Actually, I was thinking of Harold and the Purple Crayon.


----------



## jeffwhitfield (Nov 14, 2021)

fig said:


> Actually, I was thinking of Harold and the Purple Crayon.


LOL! Oh, man, that is priceless! Even you didn't know about the Urban Dictionary definitions.


----------



## TravisM (Jan 5, 2022)

Preverb said:


> Did you use the Tayda drill tool and UV printing service for the enclosure?


If you still need the drill template, I just put it together.





						Tayda Electronics Drill
					

Tayda Electronics Drill Designer for custom enclosures.




					drill.taydakits.com


----------



## Preverb (Jan 5, 2022)

TravisM said:


> If you still need the drill template, I just put it together.
> 
> 
> 
> ...


Great.  Thanks.  I think it will be a while before I do this one but it is definitely on the list.  I need to finish quite a few other pedals first.  I really hope Aion Fx creates the PH350 Phaser PCB.  He figured it was going to take a few months to finish though.


----------



## jeffwhitfield (Jan 5, 2022)

Had to look up the PH350 Phaser.

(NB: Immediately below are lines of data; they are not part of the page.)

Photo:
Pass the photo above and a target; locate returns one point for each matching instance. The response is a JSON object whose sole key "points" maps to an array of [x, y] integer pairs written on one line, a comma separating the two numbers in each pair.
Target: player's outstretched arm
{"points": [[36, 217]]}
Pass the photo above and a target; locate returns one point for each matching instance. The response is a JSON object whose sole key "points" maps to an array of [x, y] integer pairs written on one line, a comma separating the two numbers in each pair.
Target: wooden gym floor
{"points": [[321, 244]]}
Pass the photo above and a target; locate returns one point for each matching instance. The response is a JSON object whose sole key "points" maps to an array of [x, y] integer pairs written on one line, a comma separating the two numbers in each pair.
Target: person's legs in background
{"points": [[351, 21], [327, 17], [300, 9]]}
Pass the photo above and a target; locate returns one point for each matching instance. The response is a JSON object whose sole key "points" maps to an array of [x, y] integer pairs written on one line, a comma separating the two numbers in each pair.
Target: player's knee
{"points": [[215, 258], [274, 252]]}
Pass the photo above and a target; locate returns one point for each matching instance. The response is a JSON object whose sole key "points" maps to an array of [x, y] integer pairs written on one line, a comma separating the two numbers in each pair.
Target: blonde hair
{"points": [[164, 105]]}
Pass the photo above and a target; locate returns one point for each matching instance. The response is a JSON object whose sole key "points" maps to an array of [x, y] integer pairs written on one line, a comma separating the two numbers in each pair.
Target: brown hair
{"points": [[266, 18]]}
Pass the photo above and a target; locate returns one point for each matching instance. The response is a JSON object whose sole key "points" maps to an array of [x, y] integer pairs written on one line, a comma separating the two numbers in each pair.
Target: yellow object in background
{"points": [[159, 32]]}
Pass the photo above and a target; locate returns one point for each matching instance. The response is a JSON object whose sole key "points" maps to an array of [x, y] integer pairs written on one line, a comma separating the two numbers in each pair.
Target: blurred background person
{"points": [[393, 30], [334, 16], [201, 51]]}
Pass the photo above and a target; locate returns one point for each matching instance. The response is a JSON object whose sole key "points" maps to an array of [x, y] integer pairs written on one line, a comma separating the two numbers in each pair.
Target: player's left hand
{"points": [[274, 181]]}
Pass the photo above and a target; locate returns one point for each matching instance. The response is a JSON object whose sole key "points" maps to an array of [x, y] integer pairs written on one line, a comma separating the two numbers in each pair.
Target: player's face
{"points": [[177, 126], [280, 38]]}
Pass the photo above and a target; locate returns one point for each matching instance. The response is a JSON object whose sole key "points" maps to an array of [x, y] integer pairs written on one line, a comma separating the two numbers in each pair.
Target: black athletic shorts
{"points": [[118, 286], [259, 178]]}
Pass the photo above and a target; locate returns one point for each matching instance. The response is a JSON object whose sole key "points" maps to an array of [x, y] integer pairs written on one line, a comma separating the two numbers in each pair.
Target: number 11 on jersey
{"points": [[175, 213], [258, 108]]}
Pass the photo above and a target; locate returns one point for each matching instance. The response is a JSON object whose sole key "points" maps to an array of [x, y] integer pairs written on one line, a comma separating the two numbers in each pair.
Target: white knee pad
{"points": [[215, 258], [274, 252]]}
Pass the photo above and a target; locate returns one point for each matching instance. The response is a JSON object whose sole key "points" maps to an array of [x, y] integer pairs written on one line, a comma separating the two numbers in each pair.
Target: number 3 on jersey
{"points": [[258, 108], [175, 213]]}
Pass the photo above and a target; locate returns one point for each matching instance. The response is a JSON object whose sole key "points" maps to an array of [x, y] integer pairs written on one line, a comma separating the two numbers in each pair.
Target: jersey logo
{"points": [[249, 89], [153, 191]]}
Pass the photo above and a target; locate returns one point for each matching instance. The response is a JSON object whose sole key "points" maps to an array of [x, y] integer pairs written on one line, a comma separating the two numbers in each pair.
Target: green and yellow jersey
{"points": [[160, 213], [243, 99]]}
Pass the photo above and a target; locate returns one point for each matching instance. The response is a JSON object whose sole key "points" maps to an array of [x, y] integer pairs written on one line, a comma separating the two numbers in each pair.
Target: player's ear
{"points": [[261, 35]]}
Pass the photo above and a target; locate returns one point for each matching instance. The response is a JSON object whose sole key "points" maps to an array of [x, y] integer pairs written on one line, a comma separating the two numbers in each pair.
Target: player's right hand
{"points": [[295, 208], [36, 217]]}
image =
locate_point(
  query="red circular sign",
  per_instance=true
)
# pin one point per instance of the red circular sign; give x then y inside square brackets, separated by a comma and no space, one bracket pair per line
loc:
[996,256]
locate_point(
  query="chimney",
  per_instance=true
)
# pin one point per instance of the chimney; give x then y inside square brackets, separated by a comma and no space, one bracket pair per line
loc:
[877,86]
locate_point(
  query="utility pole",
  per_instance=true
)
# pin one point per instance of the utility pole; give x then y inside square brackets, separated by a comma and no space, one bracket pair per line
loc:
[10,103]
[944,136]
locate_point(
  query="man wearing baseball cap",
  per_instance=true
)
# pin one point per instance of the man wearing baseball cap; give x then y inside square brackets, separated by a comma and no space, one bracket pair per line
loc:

That one looks like a nice rotary effect. Could be a cheaper alternative to the Strymon stuff...which is definitely cost prohibitive for me.


----------



## Preverb (Jan 6, 2022)

jeffwhitfield said:


> Had to look up the PH350 Phaser. That one looks like a nice rotary effect. Could be a cheaper alternative to the Strymon stuff...which is definitely cost prohibitive for me.


He said it was a tricky one because it has a few components that are impossible to source so it will require a workaround with modern equivalents.  I asked him about the Maxon PT909 and he said there may be a chance of that one to and it would be easier to design.  (Probably also a while away though).


----------